20 février 2012
[Graffiti politiques & poétiques —
Archéologie de l’éternel présent]
Il y a quarante et des poussières, les murs prenaient la parole, à la Sorbonne et ailleurs. On a fait tant d’honneur et de rétrospectives à ce graffitisme made in 68 que ça en deviendrait presque suspect. Comme si il fallait à tout prix embaumer ce défouloir scriptural pour mieux passer sous silence les métamorphoses ultérieures de cette expression sauvage et traiter tous les tags d’aujourd’hui au Kärcher sous prétexte de vandalisme autistique.
Alors, pour refaire émerger la permanence anonyme & clandestine de la poésie subversive depuis quatre décennies, on a fureté un peu partout, depuis les bombages des années 70 jusqu’au renouveau du pochoir contemporain. D’où cette compilation numérique, comme un chantier à ciel ouvert, qui voudrait recenser ces écritures à l’air libre de nos quarante dernières années, retrouvées dans des livres, revues, sites web ou, pour les plus contemporaines, avec mon appareil photo toujours aux aguets…

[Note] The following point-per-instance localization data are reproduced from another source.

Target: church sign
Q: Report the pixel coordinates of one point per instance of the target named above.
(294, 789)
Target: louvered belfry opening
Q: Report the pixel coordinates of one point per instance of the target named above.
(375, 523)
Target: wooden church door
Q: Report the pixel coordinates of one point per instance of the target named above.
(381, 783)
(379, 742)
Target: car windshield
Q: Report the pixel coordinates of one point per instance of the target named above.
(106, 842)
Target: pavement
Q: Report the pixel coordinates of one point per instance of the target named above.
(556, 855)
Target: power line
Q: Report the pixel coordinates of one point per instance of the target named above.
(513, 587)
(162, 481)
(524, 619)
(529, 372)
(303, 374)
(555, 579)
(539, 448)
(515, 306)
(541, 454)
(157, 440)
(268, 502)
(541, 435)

Ici, nul souci d’exhaustivité, puisque la tâche est infinie par définition même. Mais pour donner envie à quelques amateurs de me prêter main forte, pour enrichir la liste de leurs récentes trouvailles ou pour en inventer d’autres à faire soi-même, à découvrir ci-dessous, quelques tags piochés parmi plus de mille cinq cents autres déjà compilés ici-même…
Ni maître
et avoir été
[Montreuil, au tampon,
rue Parmentier, 19 février 12]
Quand je suis parano, je suis trash
[Lyon, 28 janvier 12]
Marre de parler à un mur
[Rennes, sur Pôle emploi muré,
bd Albert 1er, 19 janvier 12]
Marcheur, il n’y a pas de chemin
les chemins se foot en marchant
[Marseille, 30 novembre 11]
Nous sommes partout mais n’allons nul part
[Lyon, Croix-Rousse, 24 novembre]
Who’s watching the watchers?
[Egypte, Le Caire, rue Saleh Selim, au pochoir, «kaizer», 22 octobre 11]
Comment avez–vous pu
laisser vos vies se rétrécir?
[Paris, rue d’Hauteville, au pochoir, 7 octobre 11]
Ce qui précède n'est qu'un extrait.